New York City still the center for retail condos
The bulk of retail condos are located in the New York City area, although that’s not the only place where retail condos exist—for instance, in early October, Starwood Capital Group bought a condominium interest in a 300,000-sq.-ft. retail space that belonged to a historic Macy’s store in downtown Seattle (the company plans to convert the space to creative office use). Today’s institutional investors are looking for larger retail condos with more secure tenants in core locations.
“As new development continues to grow, [retail condos are] certainly more prevalent in the denser urban markets, and New York is certainly the leader in the asset class because of the density and size of the marketplace,” Parker notes.
Rob Frischman, executive vice president with EVO Real Estate Group, a commercial real estate agency, says there’s a supply-demand imbalance in many urban markets, particularly in Manhattan.

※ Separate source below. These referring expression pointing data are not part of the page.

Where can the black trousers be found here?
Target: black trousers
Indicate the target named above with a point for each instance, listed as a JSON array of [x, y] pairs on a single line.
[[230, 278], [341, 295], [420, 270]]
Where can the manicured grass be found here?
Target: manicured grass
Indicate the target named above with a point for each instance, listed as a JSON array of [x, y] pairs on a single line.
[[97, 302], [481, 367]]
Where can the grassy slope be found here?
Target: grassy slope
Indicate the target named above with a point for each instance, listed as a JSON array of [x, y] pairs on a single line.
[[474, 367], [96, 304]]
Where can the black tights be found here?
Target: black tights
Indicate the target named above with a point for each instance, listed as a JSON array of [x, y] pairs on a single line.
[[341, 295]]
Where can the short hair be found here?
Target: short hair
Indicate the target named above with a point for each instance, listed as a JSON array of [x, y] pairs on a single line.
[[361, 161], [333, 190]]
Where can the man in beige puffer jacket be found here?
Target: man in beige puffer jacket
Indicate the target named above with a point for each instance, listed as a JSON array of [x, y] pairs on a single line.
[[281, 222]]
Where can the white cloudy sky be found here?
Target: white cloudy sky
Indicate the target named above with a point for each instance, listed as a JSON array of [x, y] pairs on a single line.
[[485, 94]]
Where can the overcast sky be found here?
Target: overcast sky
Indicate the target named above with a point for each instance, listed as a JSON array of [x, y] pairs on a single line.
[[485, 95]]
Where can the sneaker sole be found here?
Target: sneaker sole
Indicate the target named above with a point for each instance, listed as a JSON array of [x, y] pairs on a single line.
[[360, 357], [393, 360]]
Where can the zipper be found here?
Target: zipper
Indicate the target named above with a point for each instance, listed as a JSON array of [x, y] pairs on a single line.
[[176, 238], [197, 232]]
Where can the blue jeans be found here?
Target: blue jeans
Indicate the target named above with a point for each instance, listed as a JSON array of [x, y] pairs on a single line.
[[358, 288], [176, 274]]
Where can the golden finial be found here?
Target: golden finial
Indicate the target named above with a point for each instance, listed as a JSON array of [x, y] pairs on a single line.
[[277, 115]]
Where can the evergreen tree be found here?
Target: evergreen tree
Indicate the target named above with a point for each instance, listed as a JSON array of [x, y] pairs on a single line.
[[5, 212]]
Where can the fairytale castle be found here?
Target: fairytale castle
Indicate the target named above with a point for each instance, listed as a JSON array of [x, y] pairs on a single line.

He points to luxury high-rise districts such as the Plaza District, Times Square, Madison Avenue, Fifth Avenue and 57th Street, where retail condo prices are up and cap rates are down. “We are seeing an appetite from international investors seeking to protect principal in what many believe to be very safe addresses,” he says.
Recently, a handful of firms based in Manhattan have attempted to corner the market on expensive retail condos in certain key neighborhoods to give them more control over the pricing of retail rents in those areas, according to Greenberg. “[This is an] interesting trend that, for those select few owners who have the resources to pursue such a plan, offers another reason to expect above-market returns over time on their retail condo investments,” he says.
To that point, retail rents in Manhattan have escalated dramatically over the past few years, by far surpassing both residential rent escalations and office rent appreciation, notes Jeffrey Nissani, a broker specializing in retail condos and co-ops in New York City. “Compound that with the fact that Manhattan is an island with virtually no buildable land, a retail condo will not be devalued by a new neighboring development.”
Nissani says the pricing shift over the past 12 months in New York City and surrounding boroughs has been “dramatic.” He estimates that an investor who purchased a retail condo 12 months ago could sell it today for anywhere between 20 to 40 percent more money. However, he speculates that pricing has most likely reached the top, and he’s currently awaiting a correction in the market.
Indeed, investing in retail condos isn’t without risk. Like any other retail asset, the biggest concern for owners is keeping the space occupied, experts say.
Beyond that, retail condos have the added entanglements associated with condo or co-op boards, Parker notes. “From a property management perspective, you don’t control the asset 100 percent,” he notes. And that’s a risk that many investors aren’t interested in taking on.